Same model, same weights, different output. Append “Let’s think step by step” to a prompt and the model that answered “I’m not sure” or guessed wrong on a multi-step problem will often write out a correct reasoning chain. Nothing about the model has changed. The capability was already there. The prompt nudged it to use the capability instead of jumping to a guess.

That’s chain-of-thought prompting. The technique of asking a model to produce a reasoning path before its final answer. Two flavors: zero-shot CoT (just the phrase, no examples) and few-shot CoT (examples that include reasoning, not just answers).

It works for two reasons. First, decomposition: a hard problem may not be in training data, but its subproblems usually are. CoT lets the model solve through pieces it has seen variants of. Second, compute: every generated token is one full forward pass; more tokens means more compute. CoT cashes that compute in by producing reasoning before the answer.

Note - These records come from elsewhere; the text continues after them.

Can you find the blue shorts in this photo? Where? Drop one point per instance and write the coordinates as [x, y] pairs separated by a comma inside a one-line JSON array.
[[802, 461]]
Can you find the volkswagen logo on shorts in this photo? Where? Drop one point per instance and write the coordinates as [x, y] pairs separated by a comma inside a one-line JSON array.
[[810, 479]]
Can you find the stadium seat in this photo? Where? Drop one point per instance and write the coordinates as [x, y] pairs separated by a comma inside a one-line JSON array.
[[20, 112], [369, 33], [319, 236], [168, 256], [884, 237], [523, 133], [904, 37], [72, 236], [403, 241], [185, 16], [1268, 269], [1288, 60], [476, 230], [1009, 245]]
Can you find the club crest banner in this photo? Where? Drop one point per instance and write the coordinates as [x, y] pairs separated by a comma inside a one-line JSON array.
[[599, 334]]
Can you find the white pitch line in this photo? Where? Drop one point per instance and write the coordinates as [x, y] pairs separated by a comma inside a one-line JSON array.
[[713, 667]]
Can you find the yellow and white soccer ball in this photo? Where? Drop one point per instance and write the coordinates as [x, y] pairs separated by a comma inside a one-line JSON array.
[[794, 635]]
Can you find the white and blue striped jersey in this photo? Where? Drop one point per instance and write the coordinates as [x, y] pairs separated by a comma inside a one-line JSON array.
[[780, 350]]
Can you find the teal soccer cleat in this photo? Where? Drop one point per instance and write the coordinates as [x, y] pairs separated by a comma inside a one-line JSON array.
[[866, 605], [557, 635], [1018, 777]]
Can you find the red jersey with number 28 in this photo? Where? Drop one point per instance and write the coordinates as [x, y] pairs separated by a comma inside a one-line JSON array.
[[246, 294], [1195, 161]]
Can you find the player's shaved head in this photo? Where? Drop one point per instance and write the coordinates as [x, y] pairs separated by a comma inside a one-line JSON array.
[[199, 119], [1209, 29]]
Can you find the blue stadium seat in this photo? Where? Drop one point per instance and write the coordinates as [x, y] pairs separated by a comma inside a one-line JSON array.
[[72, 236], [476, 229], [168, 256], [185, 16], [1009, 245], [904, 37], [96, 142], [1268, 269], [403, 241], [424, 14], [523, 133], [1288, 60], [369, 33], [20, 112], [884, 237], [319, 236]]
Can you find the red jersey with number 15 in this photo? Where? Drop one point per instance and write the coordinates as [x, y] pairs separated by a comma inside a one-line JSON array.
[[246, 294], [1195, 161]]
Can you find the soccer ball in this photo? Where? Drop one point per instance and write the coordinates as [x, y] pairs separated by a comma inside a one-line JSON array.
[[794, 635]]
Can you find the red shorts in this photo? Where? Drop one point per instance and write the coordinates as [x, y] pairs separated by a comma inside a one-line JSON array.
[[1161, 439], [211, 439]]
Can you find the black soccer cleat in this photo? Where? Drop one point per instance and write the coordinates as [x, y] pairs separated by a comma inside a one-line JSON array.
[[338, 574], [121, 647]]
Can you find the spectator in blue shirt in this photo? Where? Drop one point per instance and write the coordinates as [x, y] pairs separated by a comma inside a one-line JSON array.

This summary is the scan-it-in-five-minutes version. The full lesson covers the empirical scaling behavior, self-consistency, the practical escalation ladder (zero-shot → few-shot → CoT → CoT few-shot → CoT with self-consistency), and the limits of the technique.

  • Chain-of-thought prompting (CoT) is asking a model to produce reasoning steps before the answer. Same model, same weights, just different prompting.
  • Two flavors. Zero-shot CoT appends a phrase like “Let’s think step by step” with no examples. Few-shot CoT shows examples that include the reasoning chain, not just the input-output pair.
  • Why it works, version 1: decomposition. A hard problem may not appear in training data verbatim. Its subproblems often do. CoT lets the model route through capabilities it already has.
  • Why it works, version 2: more tokens equals more compute. Each generated token is one full forward pass through the network. CoT produces more tokens before the answer, which gives the model more thinking time. This effect is more pronounced on larger models.
  • Self-consistency. Sample N CoT chains in parallel, majority-vote on the final answer. Trades cost for accuracy. Cheap multiplier for hard reasoning tasks.
  • Where CoT helps most. Multi-step reasoning, math word problems, multi-hop questions, code with subtle logic.
  • Where CoT is overkill or misleading. Simple lookup (CoT is just paying for tokens). Tasks the model genuinely cannot solve (CoT can produce confident-sounding nonsense). High-stakes decisions where the chain is mistaken for proof of correctness.
  • CoT can be debugged. When the chain is wrong, you can see where it went wrong and adjust the prompt or context. Debugging without CoT is much harder.
  • Modern frontier models often do CoT by default. Many large models have been trained on CoT-shaped data and produce reasoning steps without being asked.
  • Reasoning models are different. They are trained to produce long internal reasoning as part of their policy, not just when prompted. Phase 6 covers them.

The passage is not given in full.